THE Philippines has remained out of the European Commission’s intellectual property (IP) rights watch list, marking five years since the last mention of the country in 2019, according to the Intellectual Property Office of the Philippines (IPOPHL).
IPOPHL Director General Rowel S. Barba said this signifies that the Philippines remains an “attractive investment destination to trade partners,” as the country has maintained a “safe” intellectual property climate which he said is “in tune” with global economic standards.
The report, released on May 17, cites “Legal uncertainties and diverging applications of the law, low level of trade secrets protection and enforcements and overall weak IPR enforcement” as the deciding factors of the priority countries.

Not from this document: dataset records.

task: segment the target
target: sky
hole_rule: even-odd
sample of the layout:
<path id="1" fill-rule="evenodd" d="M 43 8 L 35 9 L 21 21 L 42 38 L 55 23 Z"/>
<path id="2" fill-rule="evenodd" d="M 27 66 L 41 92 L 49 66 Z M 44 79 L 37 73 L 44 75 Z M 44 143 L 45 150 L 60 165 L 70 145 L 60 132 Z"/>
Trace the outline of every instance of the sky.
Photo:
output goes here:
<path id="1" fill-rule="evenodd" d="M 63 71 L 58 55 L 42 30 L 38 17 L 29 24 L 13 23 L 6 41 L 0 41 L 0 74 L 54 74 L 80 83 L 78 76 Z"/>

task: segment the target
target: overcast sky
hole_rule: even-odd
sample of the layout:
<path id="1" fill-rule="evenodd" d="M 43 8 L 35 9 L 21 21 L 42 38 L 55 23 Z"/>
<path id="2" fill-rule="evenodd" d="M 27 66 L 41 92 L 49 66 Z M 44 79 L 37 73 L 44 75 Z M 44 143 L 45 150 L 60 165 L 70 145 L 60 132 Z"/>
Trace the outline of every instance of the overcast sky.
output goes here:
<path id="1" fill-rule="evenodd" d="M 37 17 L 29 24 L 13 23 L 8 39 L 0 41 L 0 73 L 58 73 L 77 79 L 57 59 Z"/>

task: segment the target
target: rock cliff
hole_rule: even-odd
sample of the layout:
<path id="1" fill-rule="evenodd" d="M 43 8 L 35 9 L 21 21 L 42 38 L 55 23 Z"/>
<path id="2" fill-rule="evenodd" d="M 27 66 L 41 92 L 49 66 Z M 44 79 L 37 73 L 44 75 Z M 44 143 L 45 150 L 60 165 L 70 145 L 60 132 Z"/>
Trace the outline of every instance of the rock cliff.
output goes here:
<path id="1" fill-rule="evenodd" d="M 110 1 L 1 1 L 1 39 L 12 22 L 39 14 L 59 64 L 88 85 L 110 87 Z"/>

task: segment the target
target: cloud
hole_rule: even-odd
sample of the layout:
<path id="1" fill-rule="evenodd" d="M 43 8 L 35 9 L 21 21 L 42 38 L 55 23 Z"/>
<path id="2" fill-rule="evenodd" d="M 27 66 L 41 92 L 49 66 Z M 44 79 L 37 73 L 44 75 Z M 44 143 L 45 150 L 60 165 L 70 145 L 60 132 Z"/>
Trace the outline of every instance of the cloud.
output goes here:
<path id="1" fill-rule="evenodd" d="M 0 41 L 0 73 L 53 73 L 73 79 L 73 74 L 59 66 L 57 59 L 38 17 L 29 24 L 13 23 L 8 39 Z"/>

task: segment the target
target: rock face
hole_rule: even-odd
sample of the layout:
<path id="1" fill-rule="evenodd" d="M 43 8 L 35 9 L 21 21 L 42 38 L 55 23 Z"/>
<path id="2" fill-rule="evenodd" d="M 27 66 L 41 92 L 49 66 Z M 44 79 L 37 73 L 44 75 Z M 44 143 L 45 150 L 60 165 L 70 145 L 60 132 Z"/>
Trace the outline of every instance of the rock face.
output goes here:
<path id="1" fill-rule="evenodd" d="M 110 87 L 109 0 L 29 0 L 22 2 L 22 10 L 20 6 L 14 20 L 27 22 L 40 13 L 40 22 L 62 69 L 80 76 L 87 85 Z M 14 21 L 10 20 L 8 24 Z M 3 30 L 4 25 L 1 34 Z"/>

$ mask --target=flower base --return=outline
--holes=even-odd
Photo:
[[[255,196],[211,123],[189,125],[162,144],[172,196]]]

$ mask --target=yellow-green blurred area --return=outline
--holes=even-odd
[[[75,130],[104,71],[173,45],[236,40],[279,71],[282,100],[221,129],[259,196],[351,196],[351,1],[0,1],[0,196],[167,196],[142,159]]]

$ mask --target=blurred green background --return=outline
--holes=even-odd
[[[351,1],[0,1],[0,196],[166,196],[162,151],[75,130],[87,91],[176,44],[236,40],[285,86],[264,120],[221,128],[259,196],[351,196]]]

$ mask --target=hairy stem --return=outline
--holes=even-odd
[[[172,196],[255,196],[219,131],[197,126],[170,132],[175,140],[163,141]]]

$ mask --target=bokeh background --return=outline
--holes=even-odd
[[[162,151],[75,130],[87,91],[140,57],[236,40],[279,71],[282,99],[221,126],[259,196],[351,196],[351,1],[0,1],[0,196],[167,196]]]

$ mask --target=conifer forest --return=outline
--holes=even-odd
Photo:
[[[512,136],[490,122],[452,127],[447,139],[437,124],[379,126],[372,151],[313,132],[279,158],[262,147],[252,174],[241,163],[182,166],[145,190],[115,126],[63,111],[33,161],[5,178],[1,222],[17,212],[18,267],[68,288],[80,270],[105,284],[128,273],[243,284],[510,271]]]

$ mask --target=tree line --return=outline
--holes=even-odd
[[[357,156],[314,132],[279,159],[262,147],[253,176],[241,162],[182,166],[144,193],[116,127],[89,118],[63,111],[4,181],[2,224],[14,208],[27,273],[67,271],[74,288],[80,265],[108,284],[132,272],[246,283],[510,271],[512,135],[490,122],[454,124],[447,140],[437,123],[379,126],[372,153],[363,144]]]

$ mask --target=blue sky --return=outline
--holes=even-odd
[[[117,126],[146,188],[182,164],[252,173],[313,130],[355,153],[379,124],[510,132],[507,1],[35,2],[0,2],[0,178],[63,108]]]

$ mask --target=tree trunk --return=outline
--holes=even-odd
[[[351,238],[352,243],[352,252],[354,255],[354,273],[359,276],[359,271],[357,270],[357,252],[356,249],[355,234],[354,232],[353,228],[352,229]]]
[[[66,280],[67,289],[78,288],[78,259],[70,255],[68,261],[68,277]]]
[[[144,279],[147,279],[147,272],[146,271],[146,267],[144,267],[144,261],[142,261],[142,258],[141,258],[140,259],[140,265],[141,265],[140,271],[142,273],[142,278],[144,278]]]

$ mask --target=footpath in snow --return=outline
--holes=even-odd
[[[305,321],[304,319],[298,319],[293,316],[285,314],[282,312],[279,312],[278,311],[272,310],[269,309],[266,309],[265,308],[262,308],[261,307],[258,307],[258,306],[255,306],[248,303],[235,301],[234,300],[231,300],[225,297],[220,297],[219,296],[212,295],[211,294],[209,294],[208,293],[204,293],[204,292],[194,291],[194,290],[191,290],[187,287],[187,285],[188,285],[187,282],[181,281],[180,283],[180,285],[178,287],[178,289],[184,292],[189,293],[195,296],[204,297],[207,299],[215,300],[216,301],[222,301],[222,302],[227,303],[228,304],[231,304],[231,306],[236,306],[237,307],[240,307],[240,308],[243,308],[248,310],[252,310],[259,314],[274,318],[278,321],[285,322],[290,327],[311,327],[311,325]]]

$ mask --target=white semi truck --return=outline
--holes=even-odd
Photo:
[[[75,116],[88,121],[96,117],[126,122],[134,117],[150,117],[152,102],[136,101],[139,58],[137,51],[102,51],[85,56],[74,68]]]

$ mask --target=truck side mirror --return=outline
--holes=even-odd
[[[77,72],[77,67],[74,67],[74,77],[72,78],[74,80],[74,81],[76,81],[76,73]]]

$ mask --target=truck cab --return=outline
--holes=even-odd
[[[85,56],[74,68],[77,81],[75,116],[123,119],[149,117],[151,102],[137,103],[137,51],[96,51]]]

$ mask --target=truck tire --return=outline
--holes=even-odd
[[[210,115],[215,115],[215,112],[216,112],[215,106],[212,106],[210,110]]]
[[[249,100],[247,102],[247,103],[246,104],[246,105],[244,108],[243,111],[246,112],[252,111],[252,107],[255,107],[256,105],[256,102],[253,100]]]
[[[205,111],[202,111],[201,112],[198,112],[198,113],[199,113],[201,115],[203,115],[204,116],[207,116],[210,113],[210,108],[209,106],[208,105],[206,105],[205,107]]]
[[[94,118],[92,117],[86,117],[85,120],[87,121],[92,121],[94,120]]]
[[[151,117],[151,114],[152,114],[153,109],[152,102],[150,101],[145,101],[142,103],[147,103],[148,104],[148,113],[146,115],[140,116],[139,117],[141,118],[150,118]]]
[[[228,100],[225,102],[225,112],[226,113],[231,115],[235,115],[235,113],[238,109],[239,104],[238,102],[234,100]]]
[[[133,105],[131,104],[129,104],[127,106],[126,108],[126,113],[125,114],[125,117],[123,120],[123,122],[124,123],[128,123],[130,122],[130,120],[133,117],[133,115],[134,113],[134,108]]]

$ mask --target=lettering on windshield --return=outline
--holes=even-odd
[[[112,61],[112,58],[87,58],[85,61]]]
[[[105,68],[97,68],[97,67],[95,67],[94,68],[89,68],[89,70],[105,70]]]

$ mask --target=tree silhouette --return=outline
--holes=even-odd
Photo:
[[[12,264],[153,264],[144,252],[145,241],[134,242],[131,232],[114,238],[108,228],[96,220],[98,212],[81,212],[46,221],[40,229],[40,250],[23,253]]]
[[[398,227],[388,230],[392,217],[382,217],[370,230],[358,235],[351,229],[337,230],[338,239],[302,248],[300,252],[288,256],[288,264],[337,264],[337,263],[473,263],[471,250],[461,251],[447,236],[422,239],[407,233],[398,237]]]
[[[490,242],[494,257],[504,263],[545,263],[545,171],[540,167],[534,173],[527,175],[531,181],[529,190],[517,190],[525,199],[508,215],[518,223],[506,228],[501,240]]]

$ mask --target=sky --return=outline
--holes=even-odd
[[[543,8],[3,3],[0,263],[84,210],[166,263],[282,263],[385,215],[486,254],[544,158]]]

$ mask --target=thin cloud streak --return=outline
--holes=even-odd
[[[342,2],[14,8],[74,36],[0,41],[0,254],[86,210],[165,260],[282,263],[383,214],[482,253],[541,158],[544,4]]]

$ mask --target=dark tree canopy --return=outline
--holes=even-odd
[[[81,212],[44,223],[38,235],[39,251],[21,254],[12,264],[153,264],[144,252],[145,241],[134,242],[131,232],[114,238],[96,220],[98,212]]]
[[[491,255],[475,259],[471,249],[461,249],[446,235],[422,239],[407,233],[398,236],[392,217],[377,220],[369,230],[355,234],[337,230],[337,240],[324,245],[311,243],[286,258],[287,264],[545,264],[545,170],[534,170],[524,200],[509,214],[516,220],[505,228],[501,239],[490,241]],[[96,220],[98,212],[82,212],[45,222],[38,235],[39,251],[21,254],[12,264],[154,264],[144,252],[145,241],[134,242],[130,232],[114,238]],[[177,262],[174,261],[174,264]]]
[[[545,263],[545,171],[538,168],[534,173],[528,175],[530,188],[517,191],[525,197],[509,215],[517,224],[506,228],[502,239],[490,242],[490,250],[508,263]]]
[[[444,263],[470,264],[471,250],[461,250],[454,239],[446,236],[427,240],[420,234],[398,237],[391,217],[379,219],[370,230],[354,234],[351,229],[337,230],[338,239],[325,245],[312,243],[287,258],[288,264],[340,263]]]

According to the European Commission, this report is part of its efforts to strengthen the protection and enforcement of intellectual property rights (IPR) in third countries. As such, this type of report is being published biennially or every other year.
“The main objective of this report is to identify third countries in which the state of IPR protection and enforcement [both online and offline] gives rise to the greatest level of concern for the EU and thereby to establish an updated list of so-called ‘priority countries,’” the report published by EC read.
China topped the list as the sole country under “priority one” due to the “persistence” of IP rights violations through piracy and counterfeiting, paired with inconsistent IPR law enforcement and application, IPOPHL noted.
Under “priority two,” the EU Commission flagged India, particularly for the several constraints on patent protection, and Turkey, generally for their gaps in national IP enforcement.
Meanwhile, “priority three” countries consist of Argentina, Brazil, Ecuador, Indonesia, Malaysia, Nigeria, Saudi Arabia and Thailand, for varying IP protection concerns, IPOPHL said.
Despite the Philippines being delisted from the report, Barba underscored the importance of “going beyond” the exclusion from global watch lists.
The IPOPHL chief said there is “much more work” needed to be done to ensure a “clean and reliable” marketplace for IP rights owners across all nations.
“Since our last mention as a priority three in 2019, we have doubled down our efforts to safeguard our investment attractiveness, a testament to our commitment as a proactive national IP office,” the IPOPHL chief added, assuring the continuity of efforts to keep counterfeiting and piracy at bay.
Meanwhile, IPOPHL said in a statement on Tuesday it continues to initiate anti-counterfeiting and anti-piracy policy (ACAPP) campaigns across local government units (LGUs) and the academe to deepen IP rights awareness, especially among public authorities critical in IP enforcement.
Barba said the agency’s “whole-of-nation” approach to IP enforcement does not only empower the country’s economic landscape. He noted that this also translates to a “prosperous and lasting” relationship with critical trade partners such as the European Union.
In fact, IPOPHL said it has maintained a “fruitful” partnership with the European Union Intellectual Property Office (EUIPO). The cooperation has made significant developments through the continuous capacitation of businesses on IP services, awareness, and enforcement.
“In an effort to boost trade competitiveness, the EUIPO and the Commission have assisted IPOPHL through the IP Key SEA in progressing the country’s geographical indications [GI] mapping via a forum participated by potential GI producers nationwide,” IPOPHL said in a statement on Tuesday.
According to the EU Commission, trade in goods in 2022 between the Philippines and the EU amounted to €18.4 billion, while 2022 bilateral trade in services amounted to €4.7 billion.
In 2021, the EU accounted for 7.9 percent of the Philippines’s total trade, making it the Philippines’s fourth-largest trading partner. On the other hand, the Philippines ranks as the EU’s 39th largest foreign investor, making up for 0.4 percent of the EU’s overall trade.